Bir cemaatin ölümüne karar verildi bir yerlerde ve cepheye sürüldü. Belki aynı odaklar, Tayyip Erdoğan'ın ve Ak Parti'nin ölümüne de karar verdiler ve "içerden bir vuruş" için Cemaati, o işle görevlendirdiler.
Tayyip Erdoğan ve Ak Parti, uluslararası bazı odaklar için, İslam dünyasının diriliği anlamına geliyordu, onun kalemi kırılmıştı, -öyle demiyorlar mıydı Cemaat adına konuşanlar özel kulislerde- o zaman ipi çekmeyi, yani cellatlığı üstlenmek kalıyordu, hayret ona ikna edildiler. Hayret, diyorum, bin kere hayret. Azıcık basiret devreye girseydi, "biz nasıl bir misyona soyunduruluyoruz?" derler, üç adım geri dururlardı.
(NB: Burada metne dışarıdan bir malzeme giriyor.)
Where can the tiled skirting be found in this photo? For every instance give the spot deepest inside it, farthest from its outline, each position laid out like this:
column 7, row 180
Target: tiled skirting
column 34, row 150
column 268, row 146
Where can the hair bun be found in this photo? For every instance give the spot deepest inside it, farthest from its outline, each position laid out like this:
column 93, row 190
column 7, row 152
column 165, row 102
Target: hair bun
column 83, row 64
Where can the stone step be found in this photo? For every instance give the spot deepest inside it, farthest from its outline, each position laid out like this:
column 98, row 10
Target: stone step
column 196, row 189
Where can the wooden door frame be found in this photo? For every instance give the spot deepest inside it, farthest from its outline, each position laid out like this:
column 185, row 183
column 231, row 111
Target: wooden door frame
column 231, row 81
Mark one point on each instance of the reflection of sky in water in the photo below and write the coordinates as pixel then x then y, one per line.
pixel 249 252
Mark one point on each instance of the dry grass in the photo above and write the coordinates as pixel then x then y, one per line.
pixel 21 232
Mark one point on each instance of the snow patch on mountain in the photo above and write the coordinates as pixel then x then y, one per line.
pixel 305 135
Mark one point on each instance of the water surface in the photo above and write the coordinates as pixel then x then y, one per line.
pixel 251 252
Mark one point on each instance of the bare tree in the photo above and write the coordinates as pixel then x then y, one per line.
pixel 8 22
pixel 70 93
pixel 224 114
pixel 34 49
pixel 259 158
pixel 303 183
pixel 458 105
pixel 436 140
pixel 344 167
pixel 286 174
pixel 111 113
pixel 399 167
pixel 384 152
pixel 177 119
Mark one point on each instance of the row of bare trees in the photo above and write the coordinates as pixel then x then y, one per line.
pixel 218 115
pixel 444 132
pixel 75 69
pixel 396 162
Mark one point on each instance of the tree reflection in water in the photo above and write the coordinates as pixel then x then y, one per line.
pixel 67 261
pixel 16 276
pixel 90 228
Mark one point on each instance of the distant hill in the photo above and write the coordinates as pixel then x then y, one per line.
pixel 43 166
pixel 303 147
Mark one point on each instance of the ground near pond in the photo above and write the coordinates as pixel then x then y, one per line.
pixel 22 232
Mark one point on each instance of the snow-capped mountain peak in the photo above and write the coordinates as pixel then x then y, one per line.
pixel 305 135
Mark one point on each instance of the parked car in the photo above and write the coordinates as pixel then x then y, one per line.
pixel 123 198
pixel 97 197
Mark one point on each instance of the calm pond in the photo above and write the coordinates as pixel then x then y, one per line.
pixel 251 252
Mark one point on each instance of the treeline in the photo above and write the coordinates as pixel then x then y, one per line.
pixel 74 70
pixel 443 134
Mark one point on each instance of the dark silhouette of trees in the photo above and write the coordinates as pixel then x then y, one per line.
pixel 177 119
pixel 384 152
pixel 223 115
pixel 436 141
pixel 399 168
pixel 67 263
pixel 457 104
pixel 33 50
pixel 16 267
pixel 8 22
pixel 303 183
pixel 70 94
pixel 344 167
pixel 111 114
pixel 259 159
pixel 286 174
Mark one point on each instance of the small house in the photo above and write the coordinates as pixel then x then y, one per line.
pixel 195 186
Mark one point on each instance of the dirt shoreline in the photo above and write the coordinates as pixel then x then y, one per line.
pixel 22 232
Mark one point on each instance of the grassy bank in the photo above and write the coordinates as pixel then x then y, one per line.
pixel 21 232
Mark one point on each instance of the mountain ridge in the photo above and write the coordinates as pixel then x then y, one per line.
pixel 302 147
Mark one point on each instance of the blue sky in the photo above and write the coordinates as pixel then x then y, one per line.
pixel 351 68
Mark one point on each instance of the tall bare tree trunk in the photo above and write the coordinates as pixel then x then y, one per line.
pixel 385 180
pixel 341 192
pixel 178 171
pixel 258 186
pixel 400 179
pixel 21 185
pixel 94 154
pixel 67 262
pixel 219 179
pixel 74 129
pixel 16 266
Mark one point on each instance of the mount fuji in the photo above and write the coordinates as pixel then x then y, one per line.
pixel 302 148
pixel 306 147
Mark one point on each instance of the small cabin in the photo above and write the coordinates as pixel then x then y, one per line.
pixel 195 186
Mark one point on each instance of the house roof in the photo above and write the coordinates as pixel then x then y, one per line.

Yapmadılar, bodoslama girdiler devreye.
Ama üstlendikleri misyon, kendi tabanlarıyla, kendilerinin topluma sundukları misyonla iç içe bir yapı ve kadroyla savaşmaktı.
İçerde-dışarda bu yapı ve kadro ile savaşanlar belli idi.
Bunu görmemek için gerçekten kör olmak ya da basireti bağlanmak gerekiyordu.
Ama soyundular o misyona.
Bu şekilde de siyasetin içine boylu boyunca girdiler.
Bu da, bir anlamda kendi sosyal tabanlarıyla çarpışmaya soyunmak anlamına geliyordu. Düşünmeli bir, Tayyip Erdoğan'a oy veren babanın çocuğu kendileriyle beraberdi ve onu babasından koparmak gerekiyordu. Önce Tayyip Erdoğan düşmanlığına çekmek, sonra da siyasi mücadeleler seyri içinde, Tayyip Erdoğan'ı yıkmaya soyunanlarla el ele tutuşmak gerekiyordu.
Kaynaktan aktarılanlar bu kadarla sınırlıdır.